I never got to see them live, the closest I came to that was seeing Marky Ramone in spoken word mode, followed by him drumming with the Spazzys, which was a great show (The story of having to watch Rock and Roll High School to remember making it was a highlight, followed by the random outburst of swearing at a chunk of the audience) It’s not much, but I can say I was in the same room as a Ramone and that’s enough. Hell, during a farewell at my last job I damn near wept when the staff band played Blitzkrieg Bop. Couldn’t help it. Same as when the Dictators played it when they toured in 2003. Couldn’t help it then either.
Live at CBGB’s
I’m too wrapped up in them to try and explain the appeal without you listening to them. I could try, but it’ll be a lot easier if you just go out and buy the first four albums (Ramones, Leave Home, Rocket to Russia, Road to Ruin) and It’s Alive and put them on.

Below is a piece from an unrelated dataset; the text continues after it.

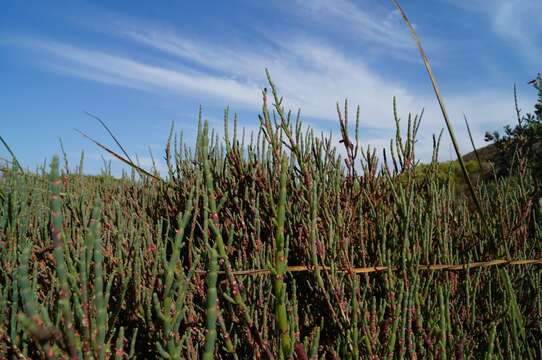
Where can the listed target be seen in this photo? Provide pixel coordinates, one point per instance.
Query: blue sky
(142, 65)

It won’t cost you much and will take you less than half a day to listen to, but your life will be all the better for it.
I could (and probably will at some point) go on about some of the other artists who’s work I adore: Radio Birdman’s Radios Appear (Which I listened to for a fortnight straight when I first got it) Sonic’s Rendezvous Band’s City Slang, a song as glorious as the lyrics are changeable or Warren Zevon’s tales of addiction, perfectly coiffed werewolves and headless Thompson gunners. There’s Dub War (and later Skindred’s) ability to take almost every musical genre there is, chuck them in a blender and have music emerge, the about to collapse drug fuelled clatter of the New York Dolls, the effortless brilliance of the Sunnyboys (Who’s Alone With You is up there with Alice Cooper’s I’m Eighteen for best teen angst song ever recorded) or everything about Motorhead, but I’ll spare you. This time…
I guess what I struggle to understand the most is how people aren’t as moved by music as I am. Yeah, I accept that everyone has different taste (the fools), but how you can you not be moved by it? Can you listen to Creeping Death and not want to scream DIE MOTHERFUCKER DIE at the top of your lungs? Does Battle Hymn not want to make you act like Conan the Barbarian (or join a gym)? Can you listen to Tony Iommi’s guitar on Heaven and Hell and not want to weep with joy? Cause if music doesn’t affect you like that, well, you have both my everlasting sympathy and pity. That’s what it does for me and I can’t imagine my life without it.
I suppose I should finish this up, so I’ll leave you with this message: LEMMY IS GOD.